SERVINGS
6
PREP TIME
15 minutes
COOK TIME
30 minutes
AUTHOR:
Olivelle
This recipe is perfect for an easy weeknight meal. Make a large batch and enjoy through the week or freeze the leftovers for easy meal prep. Sweet potatoes are seasoned to perfection with our Curry products then blended into a creamy soup. Warming, aromatic, and oh so tasty!
INGREDIENTS
BISQUE
- 3 Tbsp Curry Infused Olive Oil
- 1/2 Yellow Onion, diced
- 4 Cloves Garlic, minced
- 1 tsp Ginger, freshly grated
- 2 Large Sweet Potatoes, diced
- 2 Tbsp Mango Masala Rub
- 2 tsp Cumin Spice Sea Salt
- 2 Tbsp Tomato Paste
- 1 Tbsp Ginger Balsamic Vinegar
- 14.5 oz Canned Garbanzo Beans
- 14.5 oz Canned Coconut Milk
- 32 oz Vegetable Stock
TOPPINGS
- 2 Tbsp Sour Cream
- 1 Tbsp Water
- 2 tsp Ginger Balsamic Vinegar
- Chopped Cilantro & Raisins, to finish
DIRECTIONS
- In a stock pot over medium heat add Curry Infused Olive Oil. Once hot add in onions, sauté until translucent about 4 minutes. Add in garlic and ginger and cook until fragrant, about 1 minute.
- Add in sweet potatoes, Mango Masala Rub, Cumin Spice Sea Salt, and tomato paste. Let cook for 1 minute to let the spices toast, Add in Ginger Balsamic Vinegar, chickpeas, coconut milk, and chicken stock.
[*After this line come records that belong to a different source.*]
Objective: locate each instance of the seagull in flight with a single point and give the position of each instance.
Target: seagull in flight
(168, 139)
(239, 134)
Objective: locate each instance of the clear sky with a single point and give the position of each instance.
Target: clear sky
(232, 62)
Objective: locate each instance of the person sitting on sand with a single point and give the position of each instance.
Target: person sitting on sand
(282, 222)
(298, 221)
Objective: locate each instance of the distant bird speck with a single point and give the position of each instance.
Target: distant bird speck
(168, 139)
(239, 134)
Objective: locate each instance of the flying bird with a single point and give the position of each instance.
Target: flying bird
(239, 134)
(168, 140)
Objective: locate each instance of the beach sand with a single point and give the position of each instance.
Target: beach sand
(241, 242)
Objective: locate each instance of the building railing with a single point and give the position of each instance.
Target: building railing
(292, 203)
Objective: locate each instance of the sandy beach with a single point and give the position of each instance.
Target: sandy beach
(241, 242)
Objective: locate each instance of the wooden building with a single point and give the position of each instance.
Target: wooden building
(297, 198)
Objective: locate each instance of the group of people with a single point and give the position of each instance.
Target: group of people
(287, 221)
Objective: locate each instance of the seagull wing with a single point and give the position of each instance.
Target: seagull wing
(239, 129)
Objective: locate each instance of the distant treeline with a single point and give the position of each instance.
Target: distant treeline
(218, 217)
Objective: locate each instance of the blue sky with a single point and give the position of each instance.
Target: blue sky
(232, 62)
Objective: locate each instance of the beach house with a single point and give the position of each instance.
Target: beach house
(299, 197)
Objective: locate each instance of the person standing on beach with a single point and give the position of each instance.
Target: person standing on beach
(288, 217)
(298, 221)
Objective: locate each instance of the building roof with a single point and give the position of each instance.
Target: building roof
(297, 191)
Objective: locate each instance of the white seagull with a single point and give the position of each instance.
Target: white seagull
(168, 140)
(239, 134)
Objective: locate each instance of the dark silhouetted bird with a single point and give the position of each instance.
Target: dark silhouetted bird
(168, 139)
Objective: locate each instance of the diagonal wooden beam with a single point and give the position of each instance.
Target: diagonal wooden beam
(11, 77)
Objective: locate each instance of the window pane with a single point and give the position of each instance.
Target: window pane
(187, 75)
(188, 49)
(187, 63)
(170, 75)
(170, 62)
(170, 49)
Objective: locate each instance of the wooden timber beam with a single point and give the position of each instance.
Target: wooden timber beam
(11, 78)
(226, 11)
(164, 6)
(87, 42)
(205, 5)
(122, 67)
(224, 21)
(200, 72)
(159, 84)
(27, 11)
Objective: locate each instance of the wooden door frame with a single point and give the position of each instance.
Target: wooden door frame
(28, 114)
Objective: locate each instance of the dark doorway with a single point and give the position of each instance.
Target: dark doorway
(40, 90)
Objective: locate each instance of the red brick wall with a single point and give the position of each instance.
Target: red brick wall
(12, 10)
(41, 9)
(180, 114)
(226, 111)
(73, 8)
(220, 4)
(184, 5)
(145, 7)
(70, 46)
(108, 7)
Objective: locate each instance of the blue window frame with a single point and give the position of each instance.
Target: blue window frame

- Bring soup to a boil, then reduce to a simmer. Let cook for 20 minutes or until sweet potatoes are fork tender. Use a blender to pureé soup until smooth, working in batches if needed.
- In a small bowl whisk sour cream, water, and Ginger Balsamic Vinegar together. Top the soup with sour cream mix, raisins, and cilantro before serving and enjoy!